After you deal with VR as extensively as we do, it becomes inevitable that you stumble across the ongoing debate of whether 360 video can be considered as VR or not. One side is arguing that it is not, and that it is bad for VR if 360 video is perceived as VR, because there are so many bad 360 videos out there, which we can confirm. According to them (and the dictionary), VR has to feature interactive elements and should not be a passive experience forced upon the viewer.
Others, however, argue that 360 video can be the gateway that is needed for VR mainstream adoption. 360 video is oftentimes viewed through VR gear, and if consumers can be accustomed to the use of VR headsets, all is set for a future adoption for other purposes.
While this debate may seem a bit irrelevant, it is very important in our opinion to at least be familiar with the different arguments. Especially for tourism this could prove to be a necessary debate. While we dedicate this blog to VR in tourism, we realized in the course of this debate that we are not familiar with any true VR examples in tourism that offer full interactivity (reaching, touching, strafing…).
Henry Stuart, CEO of VR studio Visualise (creators of Thomas Cook Virtual Holidays, South Africa VR Experience and more), sees 360 video heading into a very particular direction.
360 video is going to evolve until it is inherently more interactive and the line will blur more with passive and interactive VR. 360 video will probably evolve as being non interactive, because it’s the best way to deliver an immersive story experience in VR. Interactivity is the enemy of good storytelling.

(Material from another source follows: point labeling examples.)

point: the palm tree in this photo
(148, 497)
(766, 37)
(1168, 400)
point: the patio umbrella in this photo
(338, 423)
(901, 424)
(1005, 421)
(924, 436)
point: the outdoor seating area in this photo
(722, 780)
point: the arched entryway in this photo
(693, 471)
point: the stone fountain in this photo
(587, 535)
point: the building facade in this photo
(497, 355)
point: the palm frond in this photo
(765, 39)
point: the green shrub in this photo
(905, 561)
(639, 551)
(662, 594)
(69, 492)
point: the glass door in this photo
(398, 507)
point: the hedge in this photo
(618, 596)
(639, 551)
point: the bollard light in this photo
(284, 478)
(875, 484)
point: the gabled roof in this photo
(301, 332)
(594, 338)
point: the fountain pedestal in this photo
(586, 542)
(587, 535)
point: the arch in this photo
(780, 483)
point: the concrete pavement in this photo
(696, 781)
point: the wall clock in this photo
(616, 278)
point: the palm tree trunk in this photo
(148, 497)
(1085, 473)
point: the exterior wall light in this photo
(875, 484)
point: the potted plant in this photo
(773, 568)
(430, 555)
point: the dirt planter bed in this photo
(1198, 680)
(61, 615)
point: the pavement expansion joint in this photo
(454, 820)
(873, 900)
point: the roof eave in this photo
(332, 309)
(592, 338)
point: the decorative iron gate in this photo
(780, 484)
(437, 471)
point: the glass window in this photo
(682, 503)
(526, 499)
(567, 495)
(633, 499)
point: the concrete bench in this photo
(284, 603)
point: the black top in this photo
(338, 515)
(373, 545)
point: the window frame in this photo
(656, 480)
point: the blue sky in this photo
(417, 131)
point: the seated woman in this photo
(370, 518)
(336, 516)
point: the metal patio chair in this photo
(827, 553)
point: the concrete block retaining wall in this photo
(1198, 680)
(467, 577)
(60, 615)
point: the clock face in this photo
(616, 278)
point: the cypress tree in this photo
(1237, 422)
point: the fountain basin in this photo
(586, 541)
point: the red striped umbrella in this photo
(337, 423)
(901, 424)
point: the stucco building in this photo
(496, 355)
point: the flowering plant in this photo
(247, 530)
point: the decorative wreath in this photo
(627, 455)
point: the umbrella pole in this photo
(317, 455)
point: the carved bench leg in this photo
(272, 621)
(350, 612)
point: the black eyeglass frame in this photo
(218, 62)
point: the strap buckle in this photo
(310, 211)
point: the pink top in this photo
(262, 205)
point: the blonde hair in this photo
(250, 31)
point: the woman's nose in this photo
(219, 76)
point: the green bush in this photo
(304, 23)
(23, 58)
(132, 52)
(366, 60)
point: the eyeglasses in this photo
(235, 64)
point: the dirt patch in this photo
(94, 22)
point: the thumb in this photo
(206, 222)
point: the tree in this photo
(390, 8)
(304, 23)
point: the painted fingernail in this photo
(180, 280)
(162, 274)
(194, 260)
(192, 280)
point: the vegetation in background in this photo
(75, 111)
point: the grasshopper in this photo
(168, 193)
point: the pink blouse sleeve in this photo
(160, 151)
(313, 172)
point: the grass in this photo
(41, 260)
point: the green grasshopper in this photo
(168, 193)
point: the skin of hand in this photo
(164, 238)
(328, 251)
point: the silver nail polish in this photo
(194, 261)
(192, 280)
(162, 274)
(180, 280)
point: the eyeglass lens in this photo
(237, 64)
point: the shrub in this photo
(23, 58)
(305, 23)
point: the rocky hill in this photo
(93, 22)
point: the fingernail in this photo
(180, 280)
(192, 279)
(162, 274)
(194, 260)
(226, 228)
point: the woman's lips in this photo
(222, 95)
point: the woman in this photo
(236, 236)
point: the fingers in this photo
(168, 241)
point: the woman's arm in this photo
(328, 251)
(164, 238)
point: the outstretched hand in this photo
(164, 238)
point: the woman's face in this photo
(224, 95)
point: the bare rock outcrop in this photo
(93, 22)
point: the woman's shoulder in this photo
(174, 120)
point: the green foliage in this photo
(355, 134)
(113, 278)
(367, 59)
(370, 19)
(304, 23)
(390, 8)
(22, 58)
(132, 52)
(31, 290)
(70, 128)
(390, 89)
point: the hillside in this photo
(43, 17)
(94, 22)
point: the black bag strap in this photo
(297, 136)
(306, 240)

We think that it is too early to debate about this. While there are undoubtedly bad 360 videos out there, a good one shown to someone through VR gear as simple as a cardboard still generates a great wow-effect that leaves most people in awe. We feel that the bad experiences might only dampen the interest in few viewers, bu that on the long term they, too, will come back and try another (good) 360 video experience that will bring them one step closer to VR adoption. Additionally, it could be of great advantage for a tourism stakeholder to release a true touristic VR experience, something even more immersive than all the 360 videos we can see today.